After reading the article, I sensed that the author wanted us to believe that having autism does not make you isolated. The people he interviewed that had Asperger’s were intelligent and continued to be a voice for their diagnosis. After advertisements of what Autism and Asperger’s hypothetically were portrayed to be, Ari Ne’eman protested to ban the advertisements and within three weeks the ads were pulled down. This is an example of how dedicated one Asperger’s person is to make a change happen. Another is of a Kathleen Seidel, who also has Asperger’s and her passion is to go over cases where people sued vaccine companies because they alleged that it caused their family member autism. She was given a subpoena for posting an article on the lawyers integrity but because of her intelligence to say that it was sanctionable  abuse, the judge ruled in her favor.

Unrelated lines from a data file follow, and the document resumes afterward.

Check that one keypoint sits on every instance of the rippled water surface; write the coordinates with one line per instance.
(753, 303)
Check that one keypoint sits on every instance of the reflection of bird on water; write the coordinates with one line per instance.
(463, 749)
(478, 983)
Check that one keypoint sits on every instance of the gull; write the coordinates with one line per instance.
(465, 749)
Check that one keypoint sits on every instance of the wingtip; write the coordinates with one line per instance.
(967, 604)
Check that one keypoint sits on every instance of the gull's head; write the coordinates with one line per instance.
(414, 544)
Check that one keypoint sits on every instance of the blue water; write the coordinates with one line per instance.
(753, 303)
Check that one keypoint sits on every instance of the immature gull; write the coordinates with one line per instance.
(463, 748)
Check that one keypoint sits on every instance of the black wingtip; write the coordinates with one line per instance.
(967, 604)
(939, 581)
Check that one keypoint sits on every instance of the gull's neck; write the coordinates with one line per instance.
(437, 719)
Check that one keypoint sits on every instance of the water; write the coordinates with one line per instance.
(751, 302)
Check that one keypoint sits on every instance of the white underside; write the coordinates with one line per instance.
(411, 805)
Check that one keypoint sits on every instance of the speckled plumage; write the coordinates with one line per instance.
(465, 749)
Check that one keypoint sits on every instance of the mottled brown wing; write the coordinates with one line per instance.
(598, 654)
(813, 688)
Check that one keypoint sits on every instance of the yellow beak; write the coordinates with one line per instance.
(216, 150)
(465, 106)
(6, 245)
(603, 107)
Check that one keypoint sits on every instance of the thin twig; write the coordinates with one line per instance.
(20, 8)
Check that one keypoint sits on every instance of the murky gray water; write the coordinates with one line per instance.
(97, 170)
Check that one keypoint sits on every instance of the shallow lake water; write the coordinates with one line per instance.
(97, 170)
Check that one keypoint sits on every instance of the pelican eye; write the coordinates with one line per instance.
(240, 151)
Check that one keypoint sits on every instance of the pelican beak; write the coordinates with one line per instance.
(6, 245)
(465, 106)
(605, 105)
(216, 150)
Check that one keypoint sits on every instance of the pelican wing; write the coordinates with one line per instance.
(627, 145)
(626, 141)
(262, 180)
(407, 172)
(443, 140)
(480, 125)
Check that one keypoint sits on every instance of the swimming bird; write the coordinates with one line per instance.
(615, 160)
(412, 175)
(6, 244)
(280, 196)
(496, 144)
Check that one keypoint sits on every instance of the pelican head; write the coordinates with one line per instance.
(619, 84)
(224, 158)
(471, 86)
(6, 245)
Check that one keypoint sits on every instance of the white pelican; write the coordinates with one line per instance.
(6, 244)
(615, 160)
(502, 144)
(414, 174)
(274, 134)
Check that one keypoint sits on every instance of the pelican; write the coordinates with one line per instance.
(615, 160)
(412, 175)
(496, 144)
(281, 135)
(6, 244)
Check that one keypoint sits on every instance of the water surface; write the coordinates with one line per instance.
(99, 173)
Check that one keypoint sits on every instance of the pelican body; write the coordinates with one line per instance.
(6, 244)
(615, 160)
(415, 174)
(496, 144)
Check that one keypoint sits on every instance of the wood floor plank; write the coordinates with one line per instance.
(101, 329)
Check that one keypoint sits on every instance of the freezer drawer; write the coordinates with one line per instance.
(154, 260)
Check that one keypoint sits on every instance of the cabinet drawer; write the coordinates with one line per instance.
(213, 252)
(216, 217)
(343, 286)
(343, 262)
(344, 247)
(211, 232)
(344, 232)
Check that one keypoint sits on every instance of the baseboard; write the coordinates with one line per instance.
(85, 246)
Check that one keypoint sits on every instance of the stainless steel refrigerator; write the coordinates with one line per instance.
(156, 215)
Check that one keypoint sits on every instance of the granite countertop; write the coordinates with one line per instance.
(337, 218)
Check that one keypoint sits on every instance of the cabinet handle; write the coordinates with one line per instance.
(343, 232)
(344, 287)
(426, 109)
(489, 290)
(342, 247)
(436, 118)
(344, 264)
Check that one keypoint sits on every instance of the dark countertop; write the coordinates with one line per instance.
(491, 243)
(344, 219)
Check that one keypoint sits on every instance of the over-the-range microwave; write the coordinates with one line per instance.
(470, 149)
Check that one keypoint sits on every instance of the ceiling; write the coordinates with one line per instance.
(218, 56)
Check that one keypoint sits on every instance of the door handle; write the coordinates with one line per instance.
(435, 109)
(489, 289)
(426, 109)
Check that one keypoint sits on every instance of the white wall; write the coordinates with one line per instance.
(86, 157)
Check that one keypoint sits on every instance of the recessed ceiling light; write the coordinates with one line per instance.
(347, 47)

I can easily be swayed in both directions depending on the severity of the diagnosis. If a person has mild autism, then I feel with continuous therapy they would be able to continue life without much struggle. Someone with severe autism, would probably struggle more. For example Jennifer Franklin Nash, the mother of a daughter with severe autism sacrificed living away from her husband and moved from New York to New Jersey to get the best treatment for her daughter. She devoted her life to better for her daughters future. It is hard to say exactly what you would do or feel unless you are presented with someone who is diagnosed with autism or asperger’s.

In reflecting back at this piece, I still stand by my view of the autism article. The author ethos and pathos to grab his readers attention by conducting many interviews and examples of heartfelt and courageous stories. We do not know what time will bring, but in ten years maybe their will be advanced therapy and people with severe autism and asperger’s will lead a more normal life and people would be more accepting to these types of neurological diseases.